On October 19, the European Council of its 27 member states appointed Claudia Buch as chair of the supervisory board of the European Central Bank, one of the world’s premier global financial institutions.
Buch will take over leadership of ECB Banking Supervision on January 1, 2024, from Andrea Enria, who has held the post since 2018. Her appointment comes at a challenging juncture, as central banks globally tighten monetary policy to combat inflation. On the crypto front, however, she faces implementing new banking standards during a time of general skepticism toward crypto markets. But what does her appointment mean for digital assets?
Claudia Buch brings decades of economic and policy expertise to her new role leading the ECB’s banking supervision arm. After obtaining her PhD in economics from the University of Kiel in 1996, she steadily rose through the ranks of German academic and research institutions.
Buch spent over a decade spearheading financial markets research at the renowned Kiel Institute for the World Economy before moving into central banking at the Deutsche Bundesbank in 2014. Known for her rigorous analysis, Buch has led key working groups on regulation for the Financial Stability Board and Basel Committee.
In an address to the Bank of International Settlements on April 20, Claudia Buch outlined a moderate and cautious approach to regulating cryptocurrencies.
Speaking at an event in Hohenheim, Buch argued that “risks inherent in crypto-asset markets require preventive regulation.” She warned that “even seemingly small pockets of distress can breed financial crises,” pointing to the subprime mortgage bubble that triggered the 2008 global financial crisis.
While acknowledging that crypto-assets “promise more innovative ways of providing financial services,” Buch stressed that they also entail similar risks as traditional finance, including “high market concentration, complexity, common exposures and high operational risk.”
Buch highlighted leverage as a key vulnerability. “High leverage is a risk for financial stability – in traditional finance as well as in crypto-asset markets,” she said. She cited the collapse of major crypto platforms like TerraUSD and FTX as examples of how leverage can propagate shocks.
The incoming ECB supervisor called for improved monitoring and reporting standards for crypto-asset providers to enable oversight of risks. She advocated for “minimum reporting standards” and limits on regulatory arbitrage across jurisdictions.

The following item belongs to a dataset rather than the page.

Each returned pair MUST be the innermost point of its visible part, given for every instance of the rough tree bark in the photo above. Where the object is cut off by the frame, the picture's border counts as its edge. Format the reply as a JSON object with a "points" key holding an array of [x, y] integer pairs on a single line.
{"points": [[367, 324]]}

“Good regulation needs to err on the side of caution,” Buch stated. “The first line of defense against innovation that does more harm than good is informed consumers of financial services and strong consumer protection.”
The current Vice President of the Bundesbank has taken a relatively moderate stance on digital assets for years. Back in 2018, when crypto’s market cap was approximately 27% of what it is now, according to CoinGecko , the German economist warned against apocalyptic prophecies.
“I don’t see a threat for financial stability at the moment as the speculations are generally not financed with loans and the relevant markets are rather small,” she said in March 2018.
Although, things have changed immeasurably since then.
Buch’s consumer-protection-first stance is unsurprising for an economist, academic and public servant. So far, so middle-of-the-road.
As chair of the ECB’s supervisory board, Buch will lead banking supervision for the eurozone, ensuring financial stability and compliance with prudential regulation. This powerful position entails oversight of around 120 major European banks, with some of the biggest in the world under her remit.
Given Buch’s background as an economist focused on financial stability and her moderate take on crypto assets, she is likely to take a cautious, risk-averse approach. While open to financial innovation, she will likely emphasize preventive policies to limit threats to stability. In practice, this will mean pushing through conservative limits on banks’ exposure to crypto.
The European Union is set to pass the Basel Standards on crypto and banking into law by Janaury 1, 2025. Among other things, the Basel Standards set a limit of 1% of core equity assets for banks’ aggregate exposure to Group 2 cryptoassets like Bitcoin, with a hard cap of 2%. Exceeding 1% triggers stricter capital requirements.
It is unlikely Buch will push against these measures. Her priority will be safeguarding stability, not unleashing crypto finance.